Treasury officials testify on controversial Solyndra loan

McClatchy NewspapersOctober 14, 2011 

WASHINGTON — Congressional Republicans who question whether the Energy Department broke the law in the way it handled a loan for the California solar company Solyndra called in two senior Treasury Department officials Friday, but the officials didn't provide any evidence of illegal doings.

The hearing, by the investigations panel of the House Energy and Commerce Committee, focused on how the Energy Department restructured a loan in February, when Solyndra was in financial trouble. Two private companies agreed to lend Solyndra $75 million, as long as they'd get their money back first if Solyndra failed and had to be liquidated.

The federal government had made a $535 million loan guarantee to Solyndra in 2009. The agreement on the restructuring meant that taxpayers would be second in line for repayment.

"I and other members of this subcommittee have continuously questioned the legal basis for this unprecedented decision," said the panel's chairman, Rep. Cliff Stearns, R-Fla.

"It's clear to me the Department of Energy violated the law when they agreed to subordinate taxpayers' money to private investors, some of whom appear to have been heavy contributors to President Obama's campaign," said Rep. Joe Barton, R-Texas.

Republicans held Friday's hearing to follow up on the release of emails from a Treasury Department official, Assistant Secretary Mary Miller, who wrote in August that the Energy Department hadn't responded to Treasury's requests for information about Solyndra.

Miller also said in the email, which was written to an official in the White House Office of Management and Budget, that her department's lawyers thought the Energy Department wasn't proceeding legally when it allowed the second, private loan to get repayment priorities over the federal loan.

Stearns said those emails showed that senior officials in the administration had concerns about the legal basis of the loan restructuring and the Energy Department had ignored them.

The Republican-controlled Energy and Commerce Committee also released an email Friday that was written Dec. 15, 2010, before the Energy Department restructured the loan.

The email had the sender line blacked out, but the committee said in a news release that it was from senior officials at the White House Office of Management and Budget. The message said there were some questions from OMB staffers about the legality of the Energy Department's plans to give priority for repayment to the private investors.

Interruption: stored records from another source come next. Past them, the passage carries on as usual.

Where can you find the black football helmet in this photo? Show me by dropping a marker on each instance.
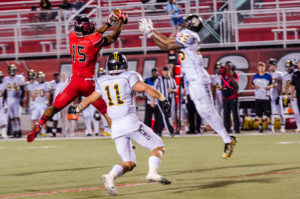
(83, 26)
(289, 66)
(1, 76)
(193, 22)
(116, 63)
(101, 72)
(272, 61)
(12, 70)
(31, 74)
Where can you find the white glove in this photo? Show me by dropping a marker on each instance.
(112, 19)
(146, 26)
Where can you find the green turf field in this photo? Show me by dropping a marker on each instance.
(259, 168)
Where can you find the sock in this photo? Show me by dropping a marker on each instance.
(116, 171)
(4, 132)
(153, 163)
(43, 120)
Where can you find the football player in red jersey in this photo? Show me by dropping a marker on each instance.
(85, 44)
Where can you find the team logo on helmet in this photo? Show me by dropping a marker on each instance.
(116, 63)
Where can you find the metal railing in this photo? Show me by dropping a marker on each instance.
(53, 35)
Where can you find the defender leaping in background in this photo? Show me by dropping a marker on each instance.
(188, 41)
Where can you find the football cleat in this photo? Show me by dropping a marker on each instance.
(158, 178)
(31, 136)
(228, 148)
(108, 182)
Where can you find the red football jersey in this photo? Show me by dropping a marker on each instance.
(84, 51)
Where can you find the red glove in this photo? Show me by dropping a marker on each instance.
(120, 14)
(31, 136)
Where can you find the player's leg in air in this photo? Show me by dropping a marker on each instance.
(188, 42)
(146, 138)
(202, 98)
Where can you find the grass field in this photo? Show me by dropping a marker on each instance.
(261, 167)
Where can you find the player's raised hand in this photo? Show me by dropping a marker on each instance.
(146, 26)
(32, 135)
(165, 105)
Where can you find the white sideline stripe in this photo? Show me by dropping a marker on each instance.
(290, 142)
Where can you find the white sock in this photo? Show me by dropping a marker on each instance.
(153, 163)
(14, 125)
(18, 122)
(116, 171)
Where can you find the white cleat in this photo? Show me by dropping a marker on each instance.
(108, 182)
(272, 129)
(158, 178)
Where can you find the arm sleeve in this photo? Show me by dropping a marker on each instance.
(182, 39)
(97, 39)
(97, 87)
(133, 79)
(294, 80)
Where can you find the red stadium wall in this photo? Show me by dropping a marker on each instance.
(245, 61)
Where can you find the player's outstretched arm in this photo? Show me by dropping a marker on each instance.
(164, 43)
(85, 103)
(103, 28)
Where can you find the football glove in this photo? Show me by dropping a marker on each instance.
(146, 26)
(165, 105)
(72, 110)
(285, 102)
(97, 116)
(116, 15)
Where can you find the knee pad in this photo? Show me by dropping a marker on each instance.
(128, 166)
(158, 152)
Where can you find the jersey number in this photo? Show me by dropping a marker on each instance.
(117, 90)
(184, 38)
(81, 55)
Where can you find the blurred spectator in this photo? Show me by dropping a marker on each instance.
(91, 115)
(166, 86)
(150, 105)
(193, 116)
(173, 10)
(3, 108)
(262, 82)
(296, 85)
(229, 83)
(217, 88)
(67, 9)
(45, 5)
(33, 16)
(78, 4)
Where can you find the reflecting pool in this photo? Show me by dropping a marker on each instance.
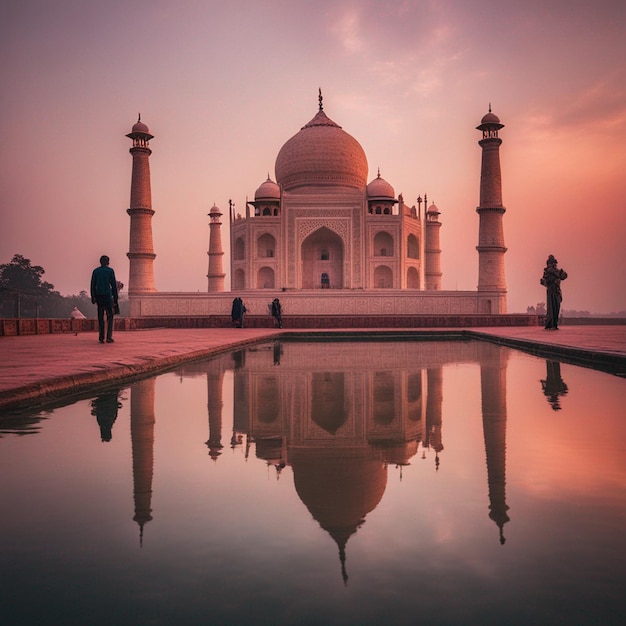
(448, 482)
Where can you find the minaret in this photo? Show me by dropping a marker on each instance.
(491, 246)
(216, 254)
(432, 270)
(141, 253)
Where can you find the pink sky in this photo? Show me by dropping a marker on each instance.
(223, 85)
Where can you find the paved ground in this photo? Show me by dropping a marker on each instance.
(48, 367)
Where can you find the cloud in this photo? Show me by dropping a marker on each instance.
(347, 29)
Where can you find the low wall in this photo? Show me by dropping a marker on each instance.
(24, 326)
(321, 302)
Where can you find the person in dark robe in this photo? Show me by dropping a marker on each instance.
(277, 312)
(551, 280)
(237, 312)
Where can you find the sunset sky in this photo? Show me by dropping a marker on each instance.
(223, 85)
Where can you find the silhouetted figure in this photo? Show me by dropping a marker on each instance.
(105, 407)
(75, 316)
(104, 294)
(277, 312)
(553, 386)
(278, 350)
(551, 280)
(237, 312)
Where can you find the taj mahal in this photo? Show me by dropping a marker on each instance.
(324, 239)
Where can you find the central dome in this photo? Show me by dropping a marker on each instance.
(321, 153)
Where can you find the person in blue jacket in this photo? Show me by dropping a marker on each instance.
(104, 295)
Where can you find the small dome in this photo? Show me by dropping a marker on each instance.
(140, 131)
(269, 190)
(490, 118)
(380, 188)
(490, 122)
(140, 127)
(321, 154)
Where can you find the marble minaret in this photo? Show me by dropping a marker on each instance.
(141, 252)
(433, 249)
(491, 246)
(216, 253)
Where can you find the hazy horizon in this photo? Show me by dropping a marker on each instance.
(223, 86)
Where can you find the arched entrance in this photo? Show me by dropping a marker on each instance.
(322, 260)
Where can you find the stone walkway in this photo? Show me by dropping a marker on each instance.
(38, 368)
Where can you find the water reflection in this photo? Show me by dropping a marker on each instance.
(405, 458)
(553, 385)
(339, 415)
(105, 407)
(142, 437)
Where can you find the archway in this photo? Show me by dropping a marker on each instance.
(265, 278)
(412, 278)
(239, 249)
(412, 247)
(383, 277)
(383, 244)
(265, 246)
(239, 280)
(322, 253)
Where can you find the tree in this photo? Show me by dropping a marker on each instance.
(22, 291)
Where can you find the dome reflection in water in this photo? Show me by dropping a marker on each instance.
(326, 482)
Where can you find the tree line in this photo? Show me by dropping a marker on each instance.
(24, 293)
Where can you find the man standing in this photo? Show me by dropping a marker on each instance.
(551, 280)
(277, 312)
(104, 294)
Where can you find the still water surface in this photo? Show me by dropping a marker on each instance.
(323, 483)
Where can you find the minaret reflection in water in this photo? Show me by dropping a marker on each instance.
(553, 386)
(142, 440)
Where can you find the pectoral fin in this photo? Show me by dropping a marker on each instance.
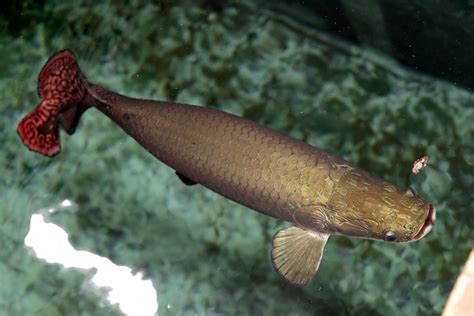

Miller didn't testify Friday, but two of her subordinates did. One was Gary Grippo, who oversees a policy staff that makes recommendations on government borrowing and lending and also oversees the Federal Financing Bank, which made the government loan to Solyndra.

Grippo testified that the Department of Energy had consulted with his department over the terms of the loan, as it was required to do. He said the Treasury Department didn't have the authority to approve or reject the loan, but could raise questions in a consulting capacity.

He said the Treasury Department hadn't given a legal opinion about the loan restructuring. He said it wasn't his department's responsibility to tell the Energy Department how to follow the energy law. Instead, he said, his department "flagged the issue for them" and made suggestions.

Energy Department spokesman Damien LaVera said in an email to reporters Friday that officials in the department's loan program and the agency's top lawyers had analyzed the restructuring before it proceeded and determined that it was legal and didn't require a review by the Justice Department.

LaVera said the department was trying to protect the taxpayers by making it possible for Solyndra to get a new loan and stay afloat.

The other Treasury official at the hearing was Gary Burner, a 28-year veteran of the department and the chief financial officer of the Federal Financing Bank.

Stearns asked Burner whether he'd ever seen a similar case in which taxpayers' money was put second after commercial companies for repayment when loans went bad. Burner said he had not.

At one point sparks flew at the hearing.

Rep. Henry Waxman, D-Calif., complained that the investigation was being conducted unfairly.

"It is a rigged proceeding," Waxman said. He complained that Energy Department officials weren't asked to explain their rationale for how they'd handled the loan restructuring, and he accused Republicans of withholding a key Energy Department memo.

"That's a lie!" countered Rep. Michael Burgess, R-Texas.

Waxman said he saw no evidence of illegal actions by government officials, "just a bad investment decision."

Solyndra declared bankruptcy in September.

Stearns agreed to release the memo and said Energy officials would testify at a later hearing.

The memo, dated Feb. 15, was from Susan Richardson, the chief counsel of the loan programs office at the Energy Department, to the department's top attorney.

Richardson argued that the department's decision to agree that the private investors would be paid back first was permitted under the 2005 Energy Policy Act. A nearly identical copy of the memo was sent to Energy Secretary Steven Chu.